- Native name: توماس عدلي زكي
- Appointed: 25 March 2019
- Predecessor: Antonios Aziz Mina
- Previous posts: Titular Bishop of Cabasa (2018–2019); Apostolic Administrator of Guizeh (2018–2019);

Orders
- Ordination: 20 April 2001 by Antonios Naguib
- Consecration: 25 May 2018 by Ibrahim Isaac Sidrak

Personal details
- Born: Maher Adly Zaki 5 November 1966 (age 59) Minya, Egypt
- Residence: Giza, Egypt
- Education: Pontifical Institute of Arab and Islamic Studies, Pontifical Urban University

= Toma Adly Zaki =

Egyptian Coptic Catholic bishop (born 1966)

Toma Adly Zaki (also known as Thomas Adly Zaki; born 5 November 1966) is an Egyptian Coptic Catholic hierarch who has served as the Bishop of the Eparchy of Giza since 2019. He previously served as the Titular Bishop of Cabasa and the Apostolic Administrator sede vacante of the same eparchy from 2018 to 2019.

== Early life and education ==
Maher Adly Zaki was born on 5 November 1966 in Minya, Egypt. He initially pursued secular education, graduating with a degree in civil engineering in 1988.

Feeling a religious calling, he made a theological training at the St. Leo the Great Major Coptic Catholic Seminary in Maadi and was ordained a priest for the Eparchy of Minya on 20 April 2001 by Bishop [[Antonios Naguib]]. Zaki continued his higher ecclesiastical studies in Rome, Italy, where he obtained a certificate in Islamology from the Pontifical Institute of Arab and Islamic Studies (PISAI) in 1999 and subsequently earned a licentiate in biblical theology from the Pontifical Urban University.

== Priesthood ==
Following his ordination, Zaki served from 2001 to 2003 as the deputy parish priest of the Cathedral of Minya. In 2008, he moved into academic and formative ministry, becoming a professor of Sacred Scripture and a formator at the St. Leo the Great Major Coptic Catholic Seminary in Maadi, Cairo.

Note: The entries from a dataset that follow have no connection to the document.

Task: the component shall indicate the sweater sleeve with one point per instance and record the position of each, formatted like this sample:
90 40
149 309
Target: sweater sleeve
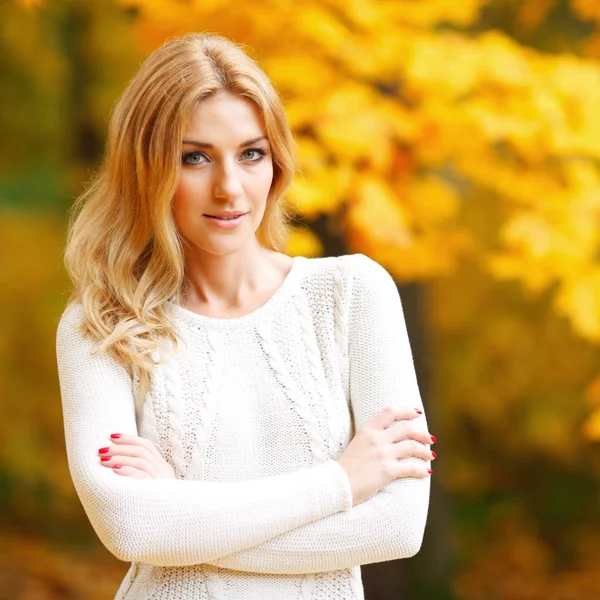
390 524
170 522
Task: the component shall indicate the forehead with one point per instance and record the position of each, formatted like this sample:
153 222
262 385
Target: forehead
225 116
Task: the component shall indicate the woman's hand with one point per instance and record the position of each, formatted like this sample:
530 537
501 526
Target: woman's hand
372 458
136 457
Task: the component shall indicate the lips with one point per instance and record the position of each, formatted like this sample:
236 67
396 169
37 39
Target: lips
225 215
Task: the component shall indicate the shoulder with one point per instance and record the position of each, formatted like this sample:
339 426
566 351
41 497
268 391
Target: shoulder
348 280
356 265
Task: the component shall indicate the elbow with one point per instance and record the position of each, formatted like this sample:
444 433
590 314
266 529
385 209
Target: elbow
411 547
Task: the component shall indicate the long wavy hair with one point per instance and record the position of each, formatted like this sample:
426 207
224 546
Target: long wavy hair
124 254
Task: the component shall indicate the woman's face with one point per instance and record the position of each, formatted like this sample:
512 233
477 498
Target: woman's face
226 167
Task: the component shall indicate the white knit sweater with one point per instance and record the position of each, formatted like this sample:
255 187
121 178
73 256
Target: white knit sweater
252 414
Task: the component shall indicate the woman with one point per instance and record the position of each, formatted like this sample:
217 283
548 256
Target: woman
211 385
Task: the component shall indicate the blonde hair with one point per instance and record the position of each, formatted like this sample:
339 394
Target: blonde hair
124 254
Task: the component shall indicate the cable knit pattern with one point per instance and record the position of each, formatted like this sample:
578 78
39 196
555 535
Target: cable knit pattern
251 412
296 398
175 405
214 372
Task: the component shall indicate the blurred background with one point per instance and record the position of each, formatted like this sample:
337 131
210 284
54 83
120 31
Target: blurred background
456 142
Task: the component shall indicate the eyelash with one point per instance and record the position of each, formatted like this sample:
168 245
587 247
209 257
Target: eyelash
262 153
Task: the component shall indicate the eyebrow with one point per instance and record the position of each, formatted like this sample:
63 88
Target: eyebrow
205 145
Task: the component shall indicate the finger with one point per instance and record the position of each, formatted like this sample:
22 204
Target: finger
126 450
135 440
141 464
412 448
409 469
408 429
388 416
127 471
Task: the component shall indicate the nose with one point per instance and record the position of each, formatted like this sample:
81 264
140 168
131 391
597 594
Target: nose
227 183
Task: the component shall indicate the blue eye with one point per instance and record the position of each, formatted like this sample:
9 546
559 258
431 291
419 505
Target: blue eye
259 151
192 158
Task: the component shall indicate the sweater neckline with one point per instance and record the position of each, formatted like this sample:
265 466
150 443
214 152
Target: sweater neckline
258 314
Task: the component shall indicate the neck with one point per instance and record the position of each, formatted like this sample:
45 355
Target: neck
226 281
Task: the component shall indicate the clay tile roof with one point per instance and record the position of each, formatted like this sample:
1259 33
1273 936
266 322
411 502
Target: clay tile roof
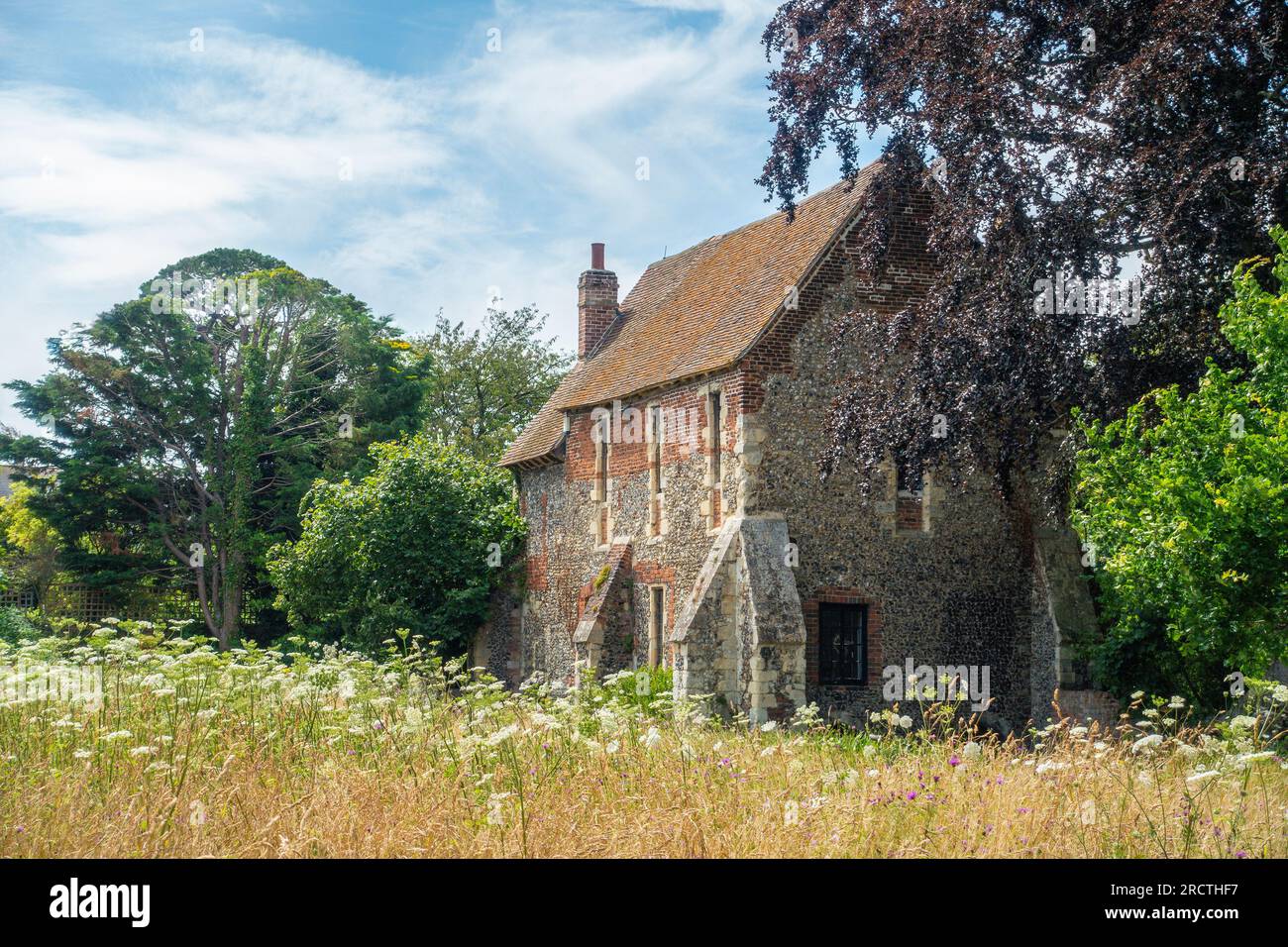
696 312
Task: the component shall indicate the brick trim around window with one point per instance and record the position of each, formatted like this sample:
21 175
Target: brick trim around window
875 663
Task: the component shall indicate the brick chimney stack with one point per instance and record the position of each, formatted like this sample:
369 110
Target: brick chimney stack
596 302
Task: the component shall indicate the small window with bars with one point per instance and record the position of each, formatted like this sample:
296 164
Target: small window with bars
842 643
657 626
655 471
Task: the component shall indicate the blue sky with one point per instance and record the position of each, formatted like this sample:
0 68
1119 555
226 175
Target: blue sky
130 145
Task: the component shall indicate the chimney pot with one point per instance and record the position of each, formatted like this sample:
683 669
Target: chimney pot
596 302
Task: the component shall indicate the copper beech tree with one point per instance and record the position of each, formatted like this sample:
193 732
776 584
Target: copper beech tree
1134 150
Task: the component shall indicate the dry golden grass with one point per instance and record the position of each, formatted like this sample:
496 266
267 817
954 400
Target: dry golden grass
338 757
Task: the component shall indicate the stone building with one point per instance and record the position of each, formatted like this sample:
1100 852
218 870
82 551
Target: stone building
677 514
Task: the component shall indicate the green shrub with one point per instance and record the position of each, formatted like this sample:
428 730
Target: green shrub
1185 501
419 544
14 626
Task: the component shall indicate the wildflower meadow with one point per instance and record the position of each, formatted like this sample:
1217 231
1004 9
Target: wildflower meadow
138 741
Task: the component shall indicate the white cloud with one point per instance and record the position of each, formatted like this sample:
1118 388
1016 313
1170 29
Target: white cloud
494 170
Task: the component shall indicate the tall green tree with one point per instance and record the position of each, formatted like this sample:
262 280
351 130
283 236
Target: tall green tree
188 423
483 385
30 548
1185 504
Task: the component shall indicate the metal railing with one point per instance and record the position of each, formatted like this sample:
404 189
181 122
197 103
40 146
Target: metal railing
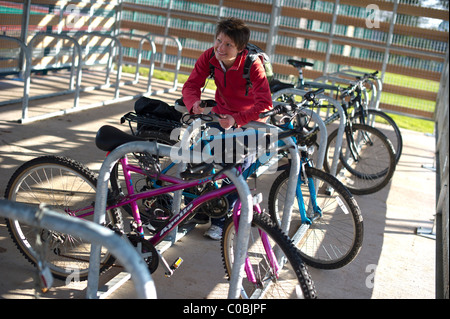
442 193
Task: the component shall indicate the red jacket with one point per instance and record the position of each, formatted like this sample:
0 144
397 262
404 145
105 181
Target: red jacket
231 88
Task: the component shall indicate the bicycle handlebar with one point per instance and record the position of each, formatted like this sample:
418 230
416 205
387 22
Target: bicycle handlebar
285 108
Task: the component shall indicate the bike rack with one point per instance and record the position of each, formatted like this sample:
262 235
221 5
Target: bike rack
25 74
122 249
293 174
112 53
177 65
341 127
164 150
76 68
139 59
77 54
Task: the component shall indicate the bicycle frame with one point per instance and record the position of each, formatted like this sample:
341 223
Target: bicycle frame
179 184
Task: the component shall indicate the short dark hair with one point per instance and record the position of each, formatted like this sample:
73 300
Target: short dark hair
236 30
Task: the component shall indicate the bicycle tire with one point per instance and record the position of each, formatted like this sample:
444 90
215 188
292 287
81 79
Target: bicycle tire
383 122
375 166
334 239
65 186
294 277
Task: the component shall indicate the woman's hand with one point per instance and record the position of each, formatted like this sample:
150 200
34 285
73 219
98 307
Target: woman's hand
226 121
197 108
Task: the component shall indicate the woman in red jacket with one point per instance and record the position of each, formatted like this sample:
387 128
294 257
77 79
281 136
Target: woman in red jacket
236 104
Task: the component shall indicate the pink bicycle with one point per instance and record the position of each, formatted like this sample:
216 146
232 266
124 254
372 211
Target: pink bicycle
273 267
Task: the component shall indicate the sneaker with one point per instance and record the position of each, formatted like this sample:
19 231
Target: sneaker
214 232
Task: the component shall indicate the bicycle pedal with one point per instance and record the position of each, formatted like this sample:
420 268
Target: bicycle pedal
175 265
45 276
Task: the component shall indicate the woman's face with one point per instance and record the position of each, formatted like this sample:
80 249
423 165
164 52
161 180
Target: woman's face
225 49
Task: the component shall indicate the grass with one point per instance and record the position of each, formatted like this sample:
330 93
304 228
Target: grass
404 122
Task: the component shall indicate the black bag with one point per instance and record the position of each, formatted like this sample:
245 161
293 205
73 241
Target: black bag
157 108
153 115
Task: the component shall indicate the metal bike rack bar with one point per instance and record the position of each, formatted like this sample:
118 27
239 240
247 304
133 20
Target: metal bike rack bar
76 91
25 74
164 150
293 174
139 59
341 127
112 54
96 234
177 65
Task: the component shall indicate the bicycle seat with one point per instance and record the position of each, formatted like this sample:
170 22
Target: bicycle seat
277 85
181 107
108 138
299 64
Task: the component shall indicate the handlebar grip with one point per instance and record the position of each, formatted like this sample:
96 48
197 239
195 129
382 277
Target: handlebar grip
276 110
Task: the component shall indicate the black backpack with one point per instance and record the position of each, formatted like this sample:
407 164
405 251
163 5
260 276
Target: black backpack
254 52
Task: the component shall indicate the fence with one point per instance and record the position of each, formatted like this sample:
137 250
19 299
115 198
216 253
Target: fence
394 38
403 39
442 199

He later become the rector of the seminary since 2015 until 2018. During this period, he also served as the Secretary General of the Assembly of the Catholic Hierarchy in Egypt and directed the "Saint Jerome" Centre for Bible Studies in Cairo. In addition to his native Arabic, he is fluent in Italian and English.

== Episcopal ministry ==
On 10 April 2018, Pope Francis appointed him as the Titular Bishop of Cabasa and Apostolic Administrator sede vacante of the Eparchy of Guizeh, following the resignation of Bishop Antonios Aziz Mina. Upon his appointment, he assumed the episcopal name Thomas. He received his episcopal consecration on 25 May 2018 from Coptic Catholic Patriarch Ibrahim Isaac Sidrak, with several bishops of the Coptic Catholic Synod serving as co-consecrators.

Less than a year later, on 25 March 2019, the Synod of Bishops of the Patriarchal Coptic Catholic Church officially elected Zaki as the canonical eparchial Bishop of Giza, an election assented to by Pope Francis.